Quantos ignoram, total e completamente, alarmes que disparam pelas vizinhanças, sejam em carros ou edificações residenciais ou comerciais?
O medo, por natureza, provoca reações no homem que, quando supridas por outras medidas, deixam de existir ou são escamoteadas. São reações colocadas de lado, por termos mais o que fazer. São reações que provocam alerta, vigilância e observação que são transportadas para simples dipositivos eletrônicos.
Dentre tantos possíveis motivos, tal qual a falta de orientação, está o mais pernicioso de todos, que é o não desejar recebê-la. É o desprezo e o querer ignorar a realidade de algo que bate à soleira.
O que se percebe é que o ser humano só se senbiliza quando algo lhe acontece direta ou indiretamente. Ou seja, quando é assaltado, roubado, agredido ou quando um de seus entes queridos passa por algo semelhante ou, até mesmo, um vizinho - quando o conhece.
Outro modo de fazer com se sinta desta forma é "presenciar", por meio da televisão ou Internet, eventos catastróficos que comovem, sensibilizam e aguçam a sensação de medo. Em alguns casos, se ouve e se vê quem diga que "poderia ter acontecido com comigo" ou "se não fosse por um determinado motivo, eu estaria ali e seria uma das vítimas.".
Usando dos jargões técnicos da área de segurança, existe uma frase que espelha bem este comportamento:
"Só se coloca cadeado à porta, depois que a chutaram."
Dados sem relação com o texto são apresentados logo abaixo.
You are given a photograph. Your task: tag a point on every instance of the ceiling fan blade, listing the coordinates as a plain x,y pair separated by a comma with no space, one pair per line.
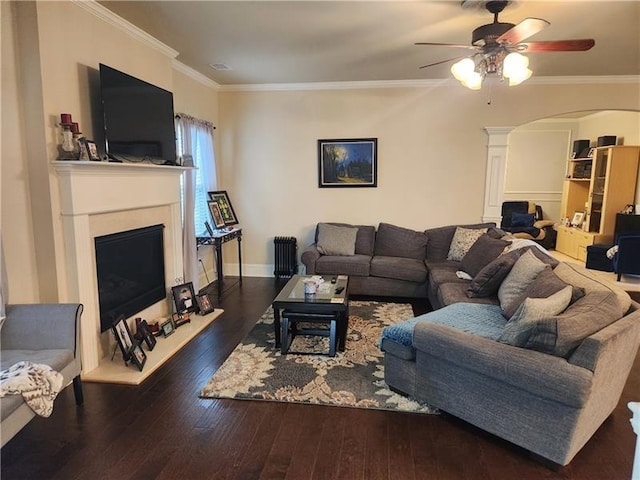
522,31
445,45
578,45
443,61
E é bem verdade. Diariamente, profissionais da área de Segurança - aqueles relegados às situações depois que ocorreram -, presenciam e sentem o desdém às sugestões, aos avisos e aos alertas que tentam, incansavelmente, transportar às pessoas.
A impressão é de que são instransponíveis, imortais, intocáveis e que a chance de algo lhes acontecer é menor que as próprias possibilidades e probabilidades.
Por fim, o pior dos questionamentos: "Por que vocês não pensaram nisto antes?"